Volatile elements (e.g., H, C, N, noble gases) play a critical role in volcanic arc settings, where they induce melting of the mantle and drive volcanic eruptions. Global volatile budgets are estimated by quantifying and balancing volatile input and output fluxes between Earth reservoirs. Output fluxes are typically linked to volcanism and the extent of degassing, whereas subduction of volatile rich oceanic crust represents the mechanism for returning surface-derived volatiles into Earth’s mantle.

The capacity for the crust to retain volatiles is commonly overlooked, but the lower arc crust may be a significant volatile reservoir. This project will quantify the abundances of N, H, and noble gases in the well-characterized Jurassic Talkeetna arc to calculate the storage capacity of the lower crust in arcs. Measured isotope compositions and elemental ratios will identify deep fluid sources and secondary processes affecting volatile abundances in deep arc crust and sub-lithospheric mantle.

These data will then be used to update global volatile models to include the lower arc crust. This multi-pronged volatile and isotope approach will enhance modeling of volatile behavior in arcs, aligning with SZ4D Magmatic Drivers of Eruption priorities by clarifying the lower crust's role as a volatile reservoir. This work will be communicated to several communities through in collaboration with a Berkshire-based artist who develops film in volcanic hot springs and fumaroles.

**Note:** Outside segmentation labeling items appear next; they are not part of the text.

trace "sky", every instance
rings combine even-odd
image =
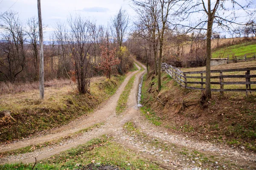
[[[70,14],[80,14],[106,26],[121,7],[132,18],[135,12],[129,3],[128,0],[41,0],[43,23],[47,26],[44,37],[47,40],[55,30],[56,22],[67,21]],[[0,14],[8,10],[18,12],[25,23],[28,18],[38,17],[37,0],[0,0]]]
[[[247,3],[245,0],[238,0],[242,4],[243,2]],[[255,11],[255,8],[253,8],[256,6],[256,0],[250,0],[253,4],[251,9]],[[204,1],[207,5],[207,0]],[[213,2],[214,1],[212,1]],[[130,15],[131,18],[130,26],[132,26],[133,21],[136,19],[136,14],[130,7],[129,4],[131,3],[129,0],[41,0],[43,23],[47,26],[44,31],[44,40],[49,40],[50,33],[55,30],[56,22],[66,22],[70,14],[79,14],[91,21],[96,21],[97,25],[103,25],[106,27],[108,23],[111,24],[111,17],[113,17],[122,7]],[[228,4],[228,6],[231,7],[232,5]],[[30,17],[33,16],[37,17],[37,0],[0,0],[0,14],[3,14],[8,10],[18,12],[20,19],[25,23]],[[243,15],[244,12],[242,10],[237,13],[238,15],[237,16],[239,16]],[[195,18],[192,17],[186,24],[195,23],[200,21],[201,19],[205,19],[205,17],[202,17],[203,16],[205,17],[204,13],[196,13],[195,15]],[[229,12],[226,11],[224,15],[228,16],[229,15]],[[244,22],[244,20],[245,18],[242,17],[238,18],[238,20],[243,22]],[[184,23],[186,23],[186,22]],[[214,26],[214,31],[220,31],[221,29],[219,29],[217,25]]]

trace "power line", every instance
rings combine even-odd
[[[3,2],[3,0],[2,0],[2,1],[1,1],[1,2]],[[5,13],[6,13],[6,12],[7,11],[8,11],[9,10],[9,9],[11,9],[11,8],[13,6],[14,6],[14,5],[15,5],[15,4],[16,4],[17,3],[17,2],[18,2],[18,0],[16,0],[16,1],[15,1],[15,3],[13,3],[13,4],[12,4],[12,6],[11,6],[10,7],[10,8],[9,8],[8,9],[7,9],[7,10],[6,10],[6,11],[5,12],[4,12],[4,13],[3,13],[3,14],[2,14],[2,15],[1,15],[1,17],[2,17],[2,16],[3,16],[3,15],[4,15],[4,14],[5,14]]]

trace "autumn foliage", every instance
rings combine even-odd
[[[104,72],[107,78],[110,79],[113,68],[115,65],[120,63],[120,60],[115,57],[115,48],[111,50],[107,45],[102,45],[100,48],[102,61],[99,64],[98,68]]]

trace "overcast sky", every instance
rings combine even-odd
[[[132,17],[134,12],[128,3],[128,0],[41,0],[43,23],[47,26],[44,37],[47,39],[56,22],[67,21],[70,14],[80,14],[106,26],[121,7]],[[37,0],[0,0],[0,14],[9,9],[18,12],[20,19],[26,22],[32,16],[37,17]]]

Public talks and exhibitions will bring the science in this project to the broader Berkshire community. The art will also be shown and discussed in classes at Williams College to help engage students through a different mode of learning, which will help to attract students with diverse experiences and backgrounds.

This award reflects NSF's statutory mission and has been deemed worthy of support through evaluation using the Foundation's intellectual merit and broader impacts review criteria.